Re: Streaming Replication patch for CommitFest 2009-09

From: Fujii Masao <masao(dot)fujii(at)gmail(dot)com>
To: Heikki Linnakangas <heikki(dot)linnakangas(at)enterprisedb(dot)com>
Cc: PostgreSQL-development <pgsql-hackers(at)postgresql(dot)org>
Subject: Re: Streaming Replication patch for CommitFest 2009-09
Date: 2009-09-24 08:20:56
Message-ID: 3f0b79eb0909240120t6a7d56b3gfc7119af8bcc287b@mail.gmail.com
Views: Raw Message | Whole Thread | Download mbox | Resend email
Thread:
Lists: pgsql-hackers

Hi,

Sorry for the delay.

On Mon, Sep 21, 2009 at 4:51 PM, Heikki Linnakangas
<heikki(dot)linnakangas(at)enterprisedb(dot)com> wrote:
> Having gone through the patch now in more detail, I think it's in pretty
> good shape. I'm happy with the overall design, except that I haven't
> been able to make up my mind if walreceiver should indeed be a
> stand-alone program as discussed, or a postmaster child process as in
> the patch you submitted. Putting that question aside for a moment,
> here's some minor things, in no particular order:

Thanks for the comments.

> - The async API in PQgetXLogData is quite different from the other
> commands. It's close to the API from PQgetCopyData(), but doesn't return
> a malloc'd buffer like PQgetCopyData does. I presume that's to optimize
> away the extra memcpy step?

Yes. This is for preventing extra memcpy.
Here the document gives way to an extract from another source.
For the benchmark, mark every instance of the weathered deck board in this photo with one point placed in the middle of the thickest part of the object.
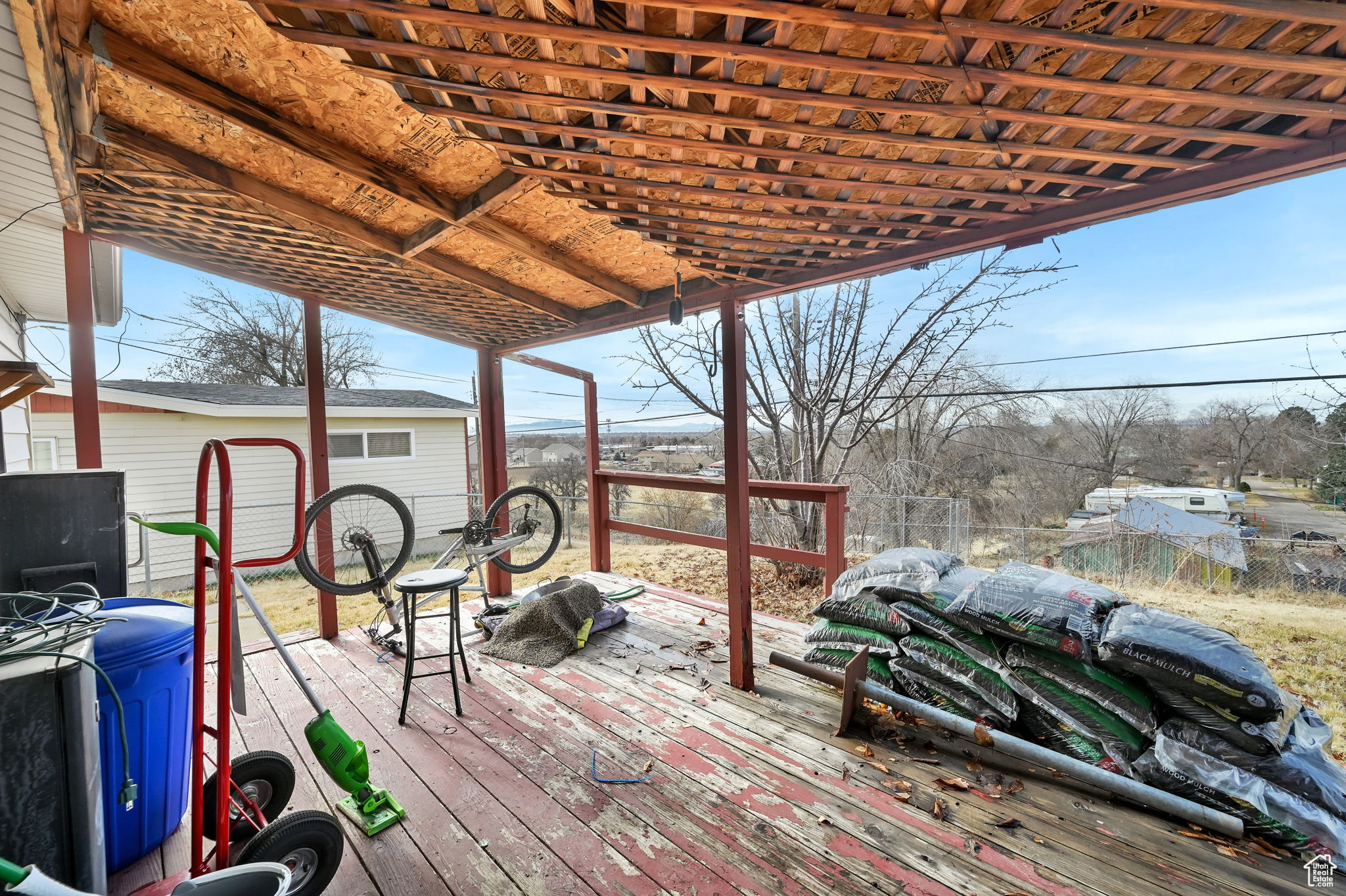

> I don't think that's really necessary, I
> don't recall any complaints about that in PQgetCopyData(), and if it
> does become an issue, it could be optimized away by mallocing the buffer
> first and reading directly to that.

OK. I'll change PQgetXLogData() to return a malloc'd buffer, and will
remove PQmarkConsumed().

> - Can we avoid sprinkling XLogStreamingAllowed() calls to places where
> we check if WAL-logging is required (nbtsort.c, copy.c etc.). I think we
> need a new macro to encapsulate (XLogArchivingActive() ||
> XLogStreamingAllowed()).

Yes. I'll introduce a new macro XLogIsNeeded() which encapsulates
(XLogArchivingActive() || XLogStreamingAllowed()).

> - Is O_DIRECT ever a good idea in walreceiver? If it's really direct and
> doesn't get cached, the startup process will need to read from disk.

Good point. I agree that O_DIRECT is useless if walreceiver works
with the startup process. It might be useful if only stand-alone walreceiver
program is executed in the standby.

> - Can we replace read/write_conninfo with just a long-enough field in
> shared mem? Would be simpler. (this is moot if we go with the
> stand-alone walreceiver program and pass it as a command-line argument)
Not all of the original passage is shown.